The program is divided into two. There’s the Community Program which will fund the construction of EV chargers as well as alternative fueling infrastructure at publicly accessible locations like parking lots and schools. More importantly, applications for the construction of facilities in rural communities, low-income communities, and places that have multi-unit housing or little private parking — which is important given the housing crisis — will be given priority. The Department of Transportation has insured that 40 percent of the funds allocated for the program will be for these disadvantaged areas.
The second grant, called The Corridor Program, will focus on building chargers along highways. This should go towards the administration’s goal of having a public fast charger every 50 miles across the country by ‘26. All of this is more than just building a bunch of chargers across the country. It’s about having access to chargers that work, as Alexandra Wyatt, policy director and legal counsel at the nonprofit GRID Alternatives pointed out. “Charging really has to be available where people are,” she told Bloomberg. “It’s extremely crucial to build that out in an equitable way and not just to build it out, but to maintain it.”

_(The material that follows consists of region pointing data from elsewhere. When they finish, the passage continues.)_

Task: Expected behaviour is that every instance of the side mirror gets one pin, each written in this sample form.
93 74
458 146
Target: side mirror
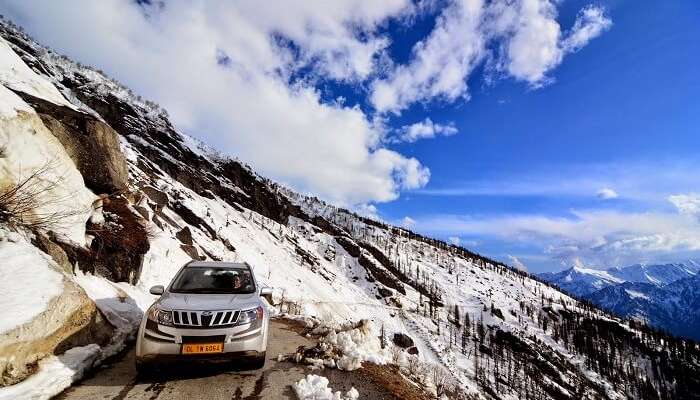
157 290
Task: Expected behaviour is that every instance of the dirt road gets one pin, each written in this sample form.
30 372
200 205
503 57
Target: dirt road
118 380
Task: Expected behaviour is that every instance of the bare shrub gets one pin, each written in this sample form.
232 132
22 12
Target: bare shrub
441 381
25 203
416 369
396 355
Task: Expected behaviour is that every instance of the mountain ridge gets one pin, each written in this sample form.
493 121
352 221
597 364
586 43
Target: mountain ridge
498 332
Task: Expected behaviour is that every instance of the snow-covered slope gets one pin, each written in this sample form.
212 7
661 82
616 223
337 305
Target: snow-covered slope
583 281
648 293
499 332
673 307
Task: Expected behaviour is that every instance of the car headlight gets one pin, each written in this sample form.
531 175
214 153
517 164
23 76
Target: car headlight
159 316
250 316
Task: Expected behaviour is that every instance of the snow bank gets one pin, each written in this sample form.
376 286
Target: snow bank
357 346
16 75
28 146
55 374
315 387
115 304
27 281
10 103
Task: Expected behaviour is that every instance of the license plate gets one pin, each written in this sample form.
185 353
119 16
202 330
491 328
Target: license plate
202 348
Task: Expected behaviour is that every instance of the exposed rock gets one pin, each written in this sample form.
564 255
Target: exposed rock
70 320
192 252
403 340
120 243
193 219
54 250
228 245
157 196
184 235
91 144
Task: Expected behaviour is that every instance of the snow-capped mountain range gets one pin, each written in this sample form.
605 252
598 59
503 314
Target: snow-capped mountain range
663 295
137 199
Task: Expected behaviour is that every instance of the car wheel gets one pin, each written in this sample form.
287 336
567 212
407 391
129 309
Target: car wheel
143 370
259 361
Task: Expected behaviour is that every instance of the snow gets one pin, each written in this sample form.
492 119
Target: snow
16 75
120 309
357 346
28 147
10 103
36 271
636 295
54 375
314 387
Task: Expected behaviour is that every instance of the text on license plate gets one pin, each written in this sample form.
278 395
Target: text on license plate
202 348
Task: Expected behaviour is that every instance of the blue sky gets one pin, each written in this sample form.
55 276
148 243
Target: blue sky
538 132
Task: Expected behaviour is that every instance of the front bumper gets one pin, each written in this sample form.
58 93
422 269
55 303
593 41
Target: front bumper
162 343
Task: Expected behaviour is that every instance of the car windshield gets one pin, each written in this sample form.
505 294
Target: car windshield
225 280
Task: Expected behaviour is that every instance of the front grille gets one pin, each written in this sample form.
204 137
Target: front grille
205 319
203 339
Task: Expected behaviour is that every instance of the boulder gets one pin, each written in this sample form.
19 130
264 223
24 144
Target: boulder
403 340
191 251
71 319
157 196
45 244
91 144
184 235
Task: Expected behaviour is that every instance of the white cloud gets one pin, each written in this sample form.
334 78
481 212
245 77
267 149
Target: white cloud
440 63
688 204
247 107
596 237
606 194
648 182
516 263
426 129
590 23
407 222
537 46
525 32
368 210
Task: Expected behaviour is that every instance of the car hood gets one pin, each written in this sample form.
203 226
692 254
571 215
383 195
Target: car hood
201 302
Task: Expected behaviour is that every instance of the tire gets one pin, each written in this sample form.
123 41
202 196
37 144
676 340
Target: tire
259 361
143 370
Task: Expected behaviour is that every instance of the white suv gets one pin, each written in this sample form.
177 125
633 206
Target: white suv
210 311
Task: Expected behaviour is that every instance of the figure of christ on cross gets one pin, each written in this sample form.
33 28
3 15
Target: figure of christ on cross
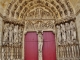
40 46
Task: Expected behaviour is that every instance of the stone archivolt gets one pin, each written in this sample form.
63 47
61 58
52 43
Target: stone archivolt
60 8
36 15
40 24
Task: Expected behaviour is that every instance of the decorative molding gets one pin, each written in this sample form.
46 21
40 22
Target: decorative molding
66 19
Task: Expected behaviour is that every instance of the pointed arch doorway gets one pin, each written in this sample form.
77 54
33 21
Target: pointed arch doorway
48 48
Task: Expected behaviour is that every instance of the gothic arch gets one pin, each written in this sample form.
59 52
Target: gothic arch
60 8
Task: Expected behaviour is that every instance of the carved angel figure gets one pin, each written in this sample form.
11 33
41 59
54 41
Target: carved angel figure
58 34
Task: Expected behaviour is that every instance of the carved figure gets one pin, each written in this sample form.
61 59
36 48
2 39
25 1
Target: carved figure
73 31
58 34
20 34
11 33
40 46
6 31
16 34
63 31
68 32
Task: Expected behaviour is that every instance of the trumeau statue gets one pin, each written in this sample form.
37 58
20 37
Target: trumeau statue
11 33
6 31
67 25
63 31
16 34
58 34
73 31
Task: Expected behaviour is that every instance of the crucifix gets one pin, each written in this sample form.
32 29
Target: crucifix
40 45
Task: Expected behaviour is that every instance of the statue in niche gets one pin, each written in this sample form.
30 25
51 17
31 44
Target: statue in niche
63 31
73 31
11 34
58 34
16 34
40 46
67 25
20 34
6 31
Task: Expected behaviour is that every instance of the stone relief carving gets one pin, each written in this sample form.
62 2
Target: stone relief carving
39 13
20 35
11 34
59 34
63 31
40 46
16 34
6 31
73 31
39 24
67 25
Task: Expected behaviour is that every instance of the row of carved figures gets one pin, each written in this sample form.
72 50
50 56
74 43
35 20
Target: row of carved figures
66 33
12 34
10 53
69 52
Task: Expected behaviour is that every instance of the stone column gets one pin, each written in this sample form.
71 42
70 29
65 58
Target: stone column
40 46
0 36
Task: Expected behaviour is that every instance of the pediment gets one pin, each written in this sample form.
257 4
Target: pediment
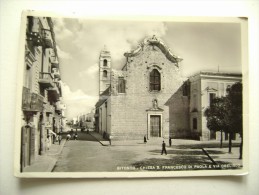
154 41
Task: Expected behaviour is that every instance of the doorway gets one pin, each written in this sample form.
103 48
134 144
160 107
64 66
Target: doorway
155 126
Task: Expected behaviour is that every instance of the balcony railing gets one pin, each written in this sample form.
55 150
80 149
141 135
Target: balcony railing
46 79
53 93
31 102
49 108
46 38
56 74
54 62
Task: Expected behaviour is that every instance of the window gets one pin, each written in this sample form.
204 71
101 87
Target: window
105 73
105 62
121 85
155 80
194 123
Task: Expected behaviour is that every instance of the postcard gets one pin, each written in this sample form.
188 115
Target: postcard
129 97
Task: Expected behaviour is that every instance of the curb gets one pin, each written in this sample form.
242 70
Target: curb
207 154
98 140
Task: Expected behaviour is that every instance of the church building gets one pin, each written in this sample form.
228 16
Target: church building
148 96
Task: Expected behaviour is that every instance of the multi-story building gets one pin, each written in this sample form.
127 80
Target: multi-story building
41 90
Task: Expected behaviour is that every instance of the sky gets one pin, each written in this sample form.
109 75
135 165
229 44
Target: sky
203 46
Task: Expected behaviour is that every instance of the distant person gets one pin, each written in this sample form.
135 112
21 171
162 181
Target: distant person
48 142
75 136
163 149
59 138
110 140
145 139
53 138
68 137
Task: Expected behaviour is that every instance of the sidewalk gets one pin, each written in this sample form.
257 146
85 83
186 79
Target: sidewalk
46 162
218 155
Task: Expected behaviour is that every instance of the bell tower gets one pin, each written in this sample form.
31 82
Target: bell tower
104 70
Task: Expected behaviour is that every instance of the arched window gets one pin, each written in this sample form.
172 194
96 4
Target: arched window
105 73
155 83
104 62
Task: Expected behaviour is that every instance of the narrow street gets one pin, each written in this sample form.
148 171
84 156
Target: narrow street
88 155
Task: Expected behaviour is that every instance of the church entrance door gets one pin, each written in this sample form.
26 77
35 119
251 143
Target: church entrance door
155 125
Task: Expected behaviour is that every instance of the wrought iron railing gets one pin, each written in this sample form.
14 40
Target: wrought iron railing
31 101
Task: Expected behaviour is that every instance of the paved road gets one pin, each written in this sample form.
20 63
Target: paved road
88 155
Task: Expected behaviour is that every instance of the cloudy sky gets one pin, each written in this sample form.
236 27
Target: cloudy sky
203 46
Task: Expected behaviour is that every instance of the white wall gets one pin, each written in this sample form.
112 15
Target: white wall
10 12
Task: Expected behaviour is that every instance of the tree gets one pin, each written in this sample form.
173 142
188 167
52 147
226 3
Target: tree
216 119
225 114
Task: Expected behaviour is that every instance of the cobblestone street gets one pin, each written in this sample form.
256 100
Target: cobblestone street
87 154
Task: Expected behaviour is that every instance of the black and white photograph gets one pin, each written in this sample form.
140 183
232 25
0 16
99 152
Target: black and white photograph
131 97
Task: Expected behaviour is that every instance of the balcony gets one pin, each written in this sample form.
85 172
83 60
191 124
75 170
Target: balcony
53 93
49 108
31 102
56 74
54 62
46 38
46 80
59 107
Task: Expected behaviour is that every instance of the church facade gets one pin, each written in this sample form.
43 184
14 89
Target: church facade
147 97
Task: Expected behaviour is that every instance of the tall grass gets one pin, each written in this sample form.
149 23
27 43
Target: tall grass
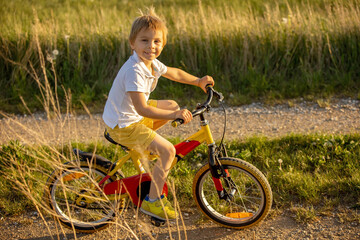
317 170
255 50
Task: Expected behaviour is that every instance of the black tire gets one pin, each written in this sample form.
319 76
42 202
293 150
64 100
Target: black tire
252 195
75 199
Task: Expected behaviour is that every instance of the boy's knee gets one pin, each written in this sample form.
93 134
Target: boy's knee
173 105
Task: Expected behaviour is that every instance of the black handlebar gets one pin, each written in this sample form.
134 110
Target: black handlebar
201 108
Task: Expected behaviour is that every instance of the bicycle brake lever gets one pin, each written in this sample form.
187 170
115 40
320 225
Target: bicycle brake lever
219 95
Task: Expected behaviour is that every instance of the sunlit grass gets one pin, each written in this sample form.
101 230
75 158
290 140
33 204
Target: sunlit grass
255 50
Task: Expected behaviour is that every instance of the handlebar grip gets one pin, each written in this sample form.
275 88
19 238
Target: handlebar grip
207 87
177 122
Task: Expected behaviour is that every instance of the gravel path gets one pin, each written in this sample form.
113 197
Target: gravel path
341 116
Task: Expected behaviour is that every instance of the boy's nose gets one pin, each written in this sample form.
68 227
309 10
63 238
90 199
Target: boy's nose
152 44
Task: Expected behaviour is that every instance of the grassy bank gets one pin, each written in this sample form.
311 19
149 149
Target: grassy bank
263 50
317 171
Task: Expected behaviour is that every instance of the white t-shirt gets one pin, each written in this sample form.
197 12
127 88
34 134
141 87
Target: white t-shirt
133 76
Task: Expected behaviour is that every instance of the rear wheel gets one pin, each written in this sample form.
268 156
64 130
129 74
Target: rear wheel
247 199
76 199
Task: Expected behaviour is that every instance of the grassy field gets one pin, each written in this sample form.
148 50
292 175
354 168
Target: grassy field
255 50
316 172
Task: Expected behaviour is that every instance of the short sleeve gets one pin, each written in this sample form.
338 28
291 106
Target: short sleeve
162 69
134 81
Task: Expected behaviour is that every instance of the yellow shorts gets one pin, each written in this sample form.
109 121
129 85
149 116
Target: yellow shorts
138 135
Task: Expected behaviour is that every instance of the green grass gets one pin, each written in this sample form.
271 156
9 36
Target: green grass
255 50
319 171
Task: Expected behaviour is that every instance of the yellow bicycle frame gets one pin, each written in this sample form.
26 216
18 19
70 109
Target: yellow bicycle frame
202 135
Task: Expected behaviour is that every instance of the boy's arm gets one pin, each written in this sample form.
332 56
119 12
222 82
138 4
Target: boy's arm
142 108
178 75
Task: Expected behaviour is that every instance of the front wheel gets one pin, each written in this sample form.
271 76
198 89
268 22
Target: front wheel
247 195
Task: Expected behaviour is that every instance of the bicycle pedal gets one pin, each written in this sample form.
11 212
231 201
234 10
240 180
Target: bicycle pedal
157 222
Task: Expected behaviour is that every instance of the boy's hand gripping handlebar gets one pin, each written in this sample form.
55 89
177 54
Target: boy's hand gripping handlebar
201 107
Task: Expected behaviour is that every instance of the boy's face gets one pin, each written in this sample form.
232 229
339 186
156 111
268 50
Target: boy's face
148 45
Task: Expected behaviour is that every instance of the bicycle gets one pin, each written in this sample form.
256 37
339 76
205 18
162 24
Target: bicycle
87 193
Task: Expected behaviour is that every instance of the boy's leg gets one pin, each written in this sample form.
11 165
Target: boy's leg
155 204
168 105
166 152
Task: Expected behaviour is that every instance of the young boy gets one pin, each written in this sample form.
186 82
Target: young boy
132 118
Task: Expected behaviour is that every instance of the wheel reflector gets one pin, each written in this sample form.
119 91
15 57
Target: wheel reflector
72 176
239 215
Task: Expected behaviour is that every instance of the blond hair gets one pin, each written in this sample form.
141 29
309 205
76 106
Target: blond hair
148 21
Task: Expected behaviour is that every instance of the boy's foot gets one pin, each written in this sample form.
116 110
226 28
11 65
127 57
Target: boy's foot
156 210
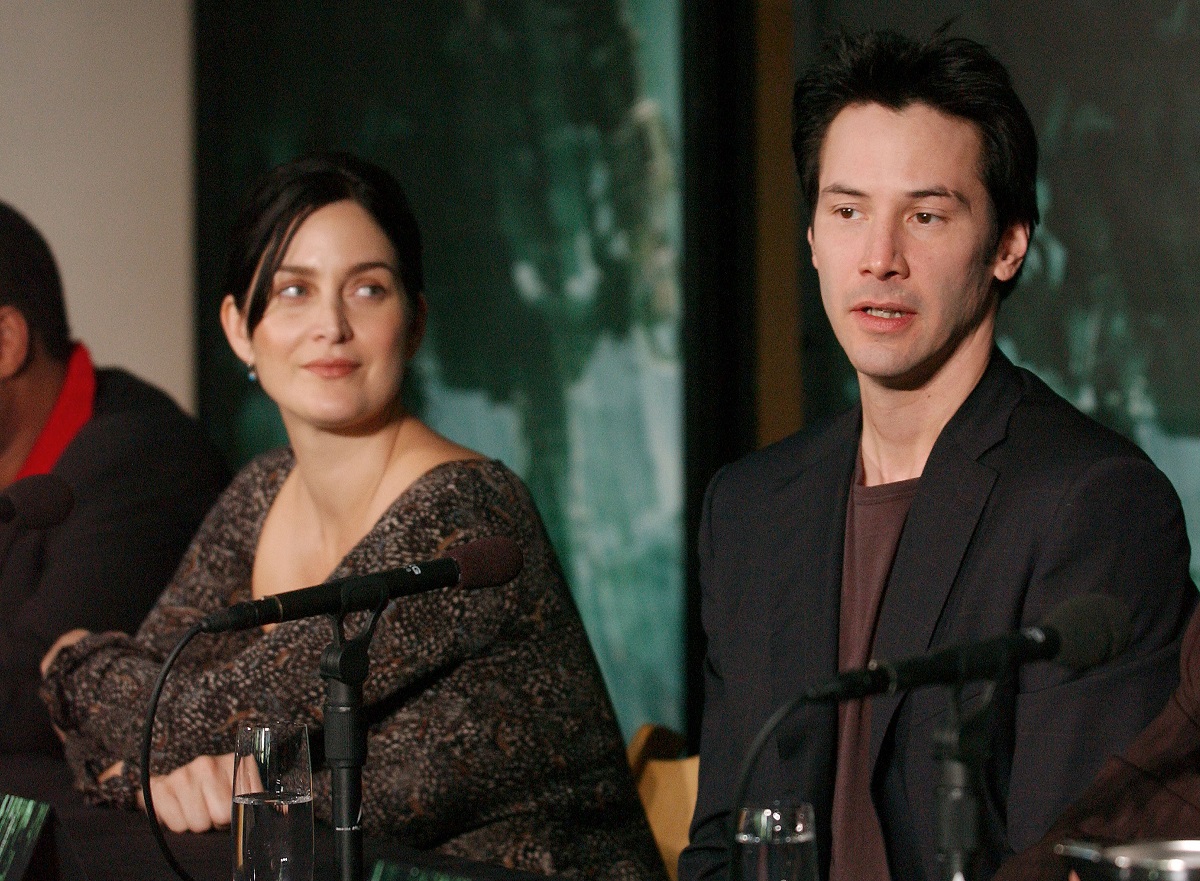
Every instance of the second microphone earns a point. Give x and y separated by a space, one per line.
486 562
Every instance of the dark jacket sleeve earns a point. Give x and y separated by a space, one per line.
707 853
143 477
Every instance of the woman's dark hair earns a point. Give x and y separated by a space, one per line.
287 196
30 282
955 76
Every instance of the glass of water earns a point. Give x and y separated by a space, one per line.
273 803
777 843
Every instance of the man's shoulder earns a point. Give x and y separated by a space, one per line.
1044 425
825 449
135 421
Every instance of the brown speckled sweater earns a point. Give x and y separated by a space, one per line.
492 736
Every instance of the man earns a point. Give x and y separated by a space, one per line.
141 471
963 498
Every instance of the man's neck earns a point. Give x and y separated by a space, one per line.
25 405
900 426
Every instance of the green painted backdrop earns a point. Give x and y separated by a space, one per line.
539 141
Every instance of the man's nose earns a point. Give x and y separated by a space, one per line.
883 251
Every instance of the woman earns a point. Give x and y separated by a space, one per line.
492 736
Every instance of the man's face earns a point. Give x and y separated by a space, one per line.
901 240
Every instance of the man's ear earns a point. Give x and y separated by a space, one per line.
1011 251
234 325
15 341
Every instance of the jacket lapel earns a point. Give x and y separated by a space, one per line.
945 514
804 603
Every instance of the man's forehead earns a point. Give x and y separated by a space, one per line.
916 148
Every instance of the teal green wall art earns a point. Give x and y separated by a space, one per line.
539 142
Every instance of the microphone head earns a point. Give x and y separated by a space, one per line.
487 562
1092 628
37 502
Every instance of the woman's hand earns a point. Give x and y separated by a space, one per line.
196 797
69 639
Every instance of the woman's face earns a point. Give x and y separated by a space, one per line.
337 330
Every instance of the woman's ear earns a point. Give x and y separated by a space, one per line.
417 321
234 325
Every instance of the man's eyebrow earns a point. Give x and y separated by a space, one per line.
843 190
940 192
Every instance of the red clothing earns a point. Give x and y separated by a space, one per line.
71 412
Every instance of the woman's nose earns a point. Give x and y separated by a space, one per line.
331 321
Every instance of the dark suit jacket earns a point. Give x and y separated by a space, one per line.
1024 502
143 477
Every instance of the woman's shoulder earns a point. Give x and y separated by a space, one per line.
250 493
460 501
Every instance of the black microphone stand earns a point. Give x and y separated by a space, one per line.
345 666
961 745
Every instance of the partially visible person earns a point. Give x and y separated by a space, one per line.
141 471
1151 792
492 736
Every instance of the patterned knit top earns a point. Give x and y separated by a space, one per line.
491 735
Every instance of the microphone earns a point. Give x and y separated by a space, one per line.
486 562
36 502
1080 633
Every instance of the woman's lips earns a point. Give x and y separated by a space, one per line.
331 367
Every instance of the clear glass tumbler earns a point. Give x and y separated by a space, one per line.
777 843
273 803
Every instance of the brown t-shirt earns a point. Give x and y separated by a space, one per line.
875 517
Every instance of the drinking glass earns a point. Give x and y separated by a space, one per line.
273 804
777 843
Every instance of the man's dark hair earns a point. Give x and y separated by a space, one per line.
287 196
955 76
30 282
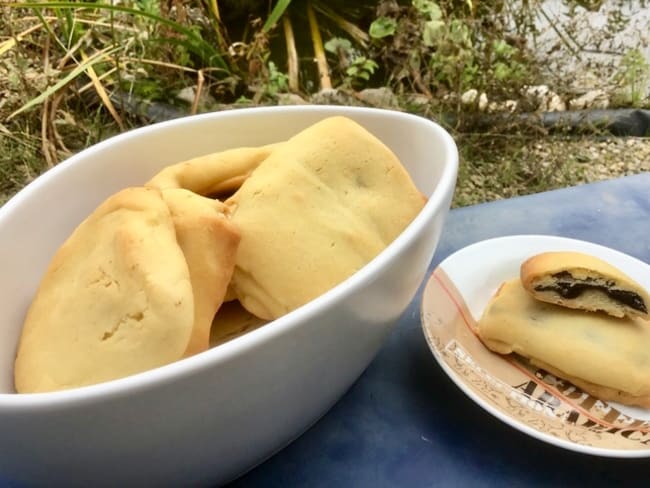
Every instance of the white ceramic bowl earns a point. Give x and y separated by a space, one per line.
211 417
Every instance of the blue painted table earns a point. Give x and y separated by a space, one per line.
404 423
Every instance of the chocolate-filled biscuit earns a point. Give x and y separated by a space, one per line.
580 281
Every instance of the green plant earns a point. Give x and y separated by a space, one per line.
356 69
277 82
633 75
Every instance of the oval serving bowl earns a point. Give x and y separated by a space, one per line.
208 418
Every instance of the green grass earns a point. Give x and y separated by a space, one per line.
65 67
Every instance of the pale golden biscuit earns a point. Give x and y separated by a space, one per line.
231 321
605 356
316 210
209 243
213 174
115 300
581 281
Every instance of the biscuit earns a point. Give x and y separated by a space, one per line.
605 356
213 174
315 211
231 321
581 281
209 243
116 299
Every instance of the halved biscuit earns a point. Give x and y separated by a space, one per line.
315 211
605 356
580 281
115 300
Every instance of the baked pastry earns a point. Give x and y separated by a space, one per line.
232 320
116 299
214 174
581 281
209 243
316 210
605 356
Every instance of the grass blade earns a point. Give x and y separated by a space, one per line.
94 59
195 42
99 88
275 15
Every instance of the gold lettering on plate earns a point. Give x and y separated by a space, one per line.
550 396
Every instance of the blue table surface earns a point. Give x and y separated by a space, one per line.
404 423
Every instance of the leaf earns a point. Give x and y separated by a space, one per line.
428 8
382 27
336 44
275 15
430 32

But not all of this is going to be easy. Speaking to Bloomberg, Transportation Secretary Pete Buttigieg wouldn’t exactly say how many chargers the administration expects to be built by the end of ‘24 given that the administration wants the chargers to be manufactured in the U.S. But he said things are starting to get going. “We’ve kind of been the foot of the hockey stick because we are still aligning the program guidance and the Buy America rules and the regs on how interoperable and user friendly they needed to be, which is important before states can start moving money. Now that we have the rules and we have the money, you’re going to see I think a leap.”